Compte tenu de ces conditions météos et du glissement
du programme durant toute la semaine, le comité de
course s'est décidé à annuler les deux
finales initialement prévue ce week-end. Le classement
final, basé sur les résultats des deux Rounds
Robin donne donc la victoire au Team NZ qui, malgré
sa défaite d'hier termine quand même avec cinq
victoires pour une défaite.
Grâce à sa victoire du jour, le Team OneWorld
est second devant les suédois. Le GBR Challenge termine
bon dernier avec un seule victoire en six courses.
OneWorld Challenge bat Victory Challenge
(1 minute & 32 secondes)
Peter Gilmour a pris le meilleur sur son adversaire lors de
la phase de pré-départ. Parti sur la gauche,
il vire immédiatement pour couvrir le Victory Challenge
qui progresse sur le côté droit du plan d'eau.
Les deux bateaux se lancent alors dans un long bord côte
à côte.
A ce jeu, l'avantage de vitesse du nouveau Örn est manifeste.
Rompant le bord, OneWorld est contraint de virer sur le mauvais
côté du plan d'eau. A ce moment de la course,
le scénario semble écrit d'avance alors que
le bateau de Magnus Holmberg accroît régulièrement
son avance.
Cependant, l'erreur classique perd le Victory Challenge. Sûr
de son fait, il néglige le contrôle des américains
qui trouvent un air meilleur et en profitent pour passer devant
et s'adjuger la victoire. Ce faisant, le OneWorld Challenge
emporte la place de second sur l'ensemble de l'épreuve.

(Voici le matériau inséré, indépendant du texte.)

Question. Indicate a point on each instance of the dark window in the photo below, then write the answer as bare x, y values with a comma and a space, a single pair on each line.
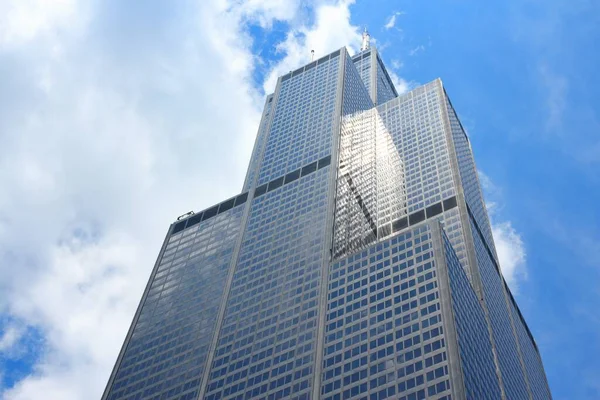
450, 203
434, 210
274, 184
194, 220
322, 60
211, 212
292, 176
400, 224
325, 161
307, 169
385, 230
226, 205
241, 199
262, 189
178, 227
416, 217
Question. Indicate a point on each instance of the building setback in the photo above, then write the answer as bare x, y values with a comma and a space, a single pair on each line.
357, 263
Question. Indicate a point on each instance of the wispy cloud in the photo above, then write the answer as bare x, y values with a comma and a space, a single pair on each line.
106, 137
391, 21
330, 30
509, 243
416, 50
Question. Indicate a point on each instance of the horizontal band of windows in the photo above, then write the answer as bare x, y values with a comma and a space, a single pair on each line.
292, 176
419, 216
196, 218
364, 55
310, 65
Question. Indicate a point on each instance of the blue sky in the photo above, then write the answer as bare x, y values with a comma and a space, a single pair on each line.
116, 117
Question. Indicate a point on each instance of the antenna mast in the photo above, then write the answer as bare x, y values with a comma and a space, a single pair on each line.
366, 40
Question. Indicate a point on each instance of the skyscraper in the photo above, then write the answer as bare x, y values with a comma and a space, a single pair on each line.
358, 261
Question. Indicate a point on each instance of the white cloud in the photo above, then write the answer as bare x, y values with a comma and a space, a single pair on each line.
23, 20
508, 242
391, 22
420, 48
111, 127
104, 143
401, 85
511, 252
330, 31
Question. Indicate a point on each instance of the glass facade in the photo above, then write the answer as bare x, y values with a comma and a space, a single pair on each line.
374, 76
357, 263
384, 335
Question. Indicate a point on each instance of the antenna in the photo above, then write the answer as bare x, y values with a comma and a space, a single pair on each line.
366, 41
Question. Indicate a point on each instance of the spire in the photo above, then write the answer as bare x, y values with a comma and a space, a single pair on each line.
366, 40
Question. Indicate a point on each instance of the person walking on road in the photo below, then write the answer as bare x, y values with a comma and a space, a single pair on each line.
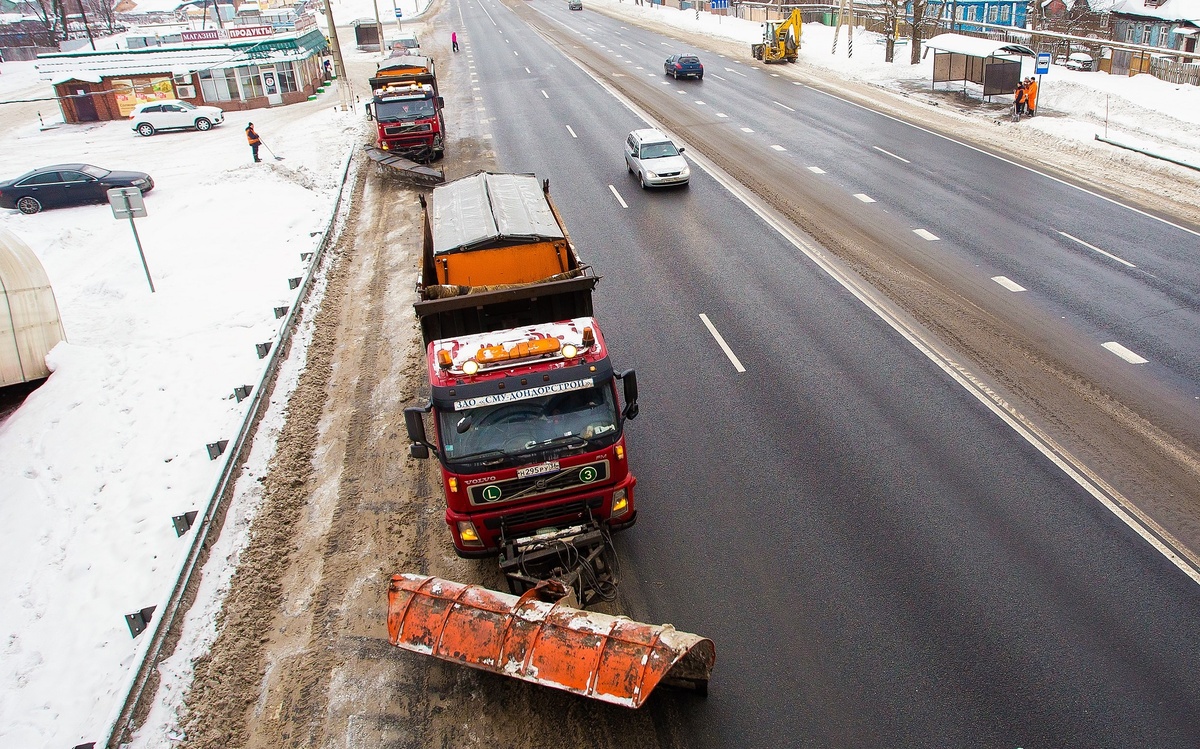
253, 139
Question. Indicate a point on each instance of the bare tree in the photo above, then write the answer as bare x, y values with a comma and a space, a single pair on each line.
52, 16
918, 22
101, 12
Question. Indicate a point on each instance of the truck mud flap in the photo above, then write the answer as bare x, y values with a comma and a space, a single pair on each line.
399, 166
537, 637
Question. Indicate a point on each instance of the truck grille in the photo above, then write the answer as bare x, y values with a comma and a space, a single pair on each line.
558, 513
403, 130
535, 486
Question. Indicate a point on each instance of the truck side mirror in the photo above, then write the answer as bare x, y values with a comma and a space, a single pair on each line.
629, 378
414, 419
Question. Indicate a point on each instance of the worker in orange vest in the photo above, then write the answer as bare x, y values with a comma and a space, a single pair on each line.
1019, 95
253, 139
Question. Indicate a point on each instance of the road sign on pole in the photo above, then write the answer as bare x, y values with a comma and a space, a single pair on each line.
127, 203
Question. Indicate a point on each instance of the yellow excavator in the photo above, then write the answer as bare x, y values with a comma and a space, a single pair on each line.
780, 40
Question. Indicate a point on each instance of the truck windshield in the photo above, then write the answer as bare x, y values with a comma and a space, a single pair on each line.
403, 111
527, 431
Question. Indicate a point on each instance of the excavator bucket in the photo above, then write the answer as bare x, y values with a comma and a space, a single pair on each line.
539, 639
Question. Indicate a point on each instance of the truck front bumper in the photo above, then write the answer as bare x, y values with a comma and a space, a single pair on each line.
525, 519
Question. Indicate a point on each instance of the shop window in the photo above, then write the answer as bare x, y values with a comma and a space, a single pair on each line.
251, 83
287, 77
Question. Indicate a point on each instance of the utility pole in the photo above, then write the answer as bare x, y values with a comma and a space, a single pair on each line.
378, 27
346, 95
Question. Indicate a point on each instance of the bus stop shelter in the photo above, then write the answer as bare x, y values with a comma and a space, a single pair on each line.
994, 65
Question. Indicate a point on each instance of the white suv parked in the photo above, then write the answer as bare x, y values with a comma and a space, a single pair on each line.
149, 118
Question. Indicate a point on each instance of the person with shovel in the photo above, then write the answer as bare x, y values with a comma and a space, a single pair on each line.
253, 139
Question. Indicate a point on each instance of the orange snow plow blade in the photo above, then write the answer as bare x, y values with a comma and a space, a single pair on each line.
598, 655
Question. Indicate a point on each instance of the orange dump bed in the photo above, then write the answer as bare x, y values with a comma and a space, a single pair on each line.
603, 657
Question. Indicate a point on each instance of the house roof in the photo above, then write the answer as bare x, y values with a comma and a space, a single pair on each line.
976, 47
1171, 10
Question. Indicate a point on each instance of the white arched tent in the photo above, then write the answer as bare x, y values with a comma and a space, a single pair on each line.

Team New Zealand bat GBR Challenge (2
minutes & 30 secondes)
Le GBR Challenge entre tribord avec Andy Green à la
barre tandis que Dean Barker entre de l'autre côté
sur son NZL-60. Les deux bateaux virent pour se mettre dans
le sens de la course face à la ligne. A 60 secondes
du départ, le Team New Zealand empanne, immédiatement
suivi par son concurrent britannique. Ils se retrouvent ensemble
sur le côté babord de la zone de départ,
le Defender suivi de très près par le GBR Challenge.
Si le NZL 60 passe la ligne en tête, il est contraint
sous la pression d'Andy Green de partir du mauvais côté
du plan d'eau, laissant la droite à son adversaire.
Durant la première partie du bord de près, les
choses sont idéales pour le GBR Challenge qui accroissent
régulièrement leur avance. Au premier croisement,
il est devant de plus d'une minute.
Dès lors, un duel de virements de bord commence où
les anglais tentent de garder le contrôle sur leur adversaire.
Cependant, Dean Barker démontre encore une fois la
supériorité du NZL-60 et, peu à peu,
il prend le meilleur sur des anglais qui ne peuvent pas grand
chose. Depuis la dernière America's Cup, on sait que
le point faible de l'ancien Idaten est le petit temps.
Malgré un dernier assaut à la bouée au
vent, les anglais doivent regarder le Team NZ s'envoler vers
la victoire. Le Defender a plus d'une minute et demi d'avance
à la bouée suivante. La course est terminée.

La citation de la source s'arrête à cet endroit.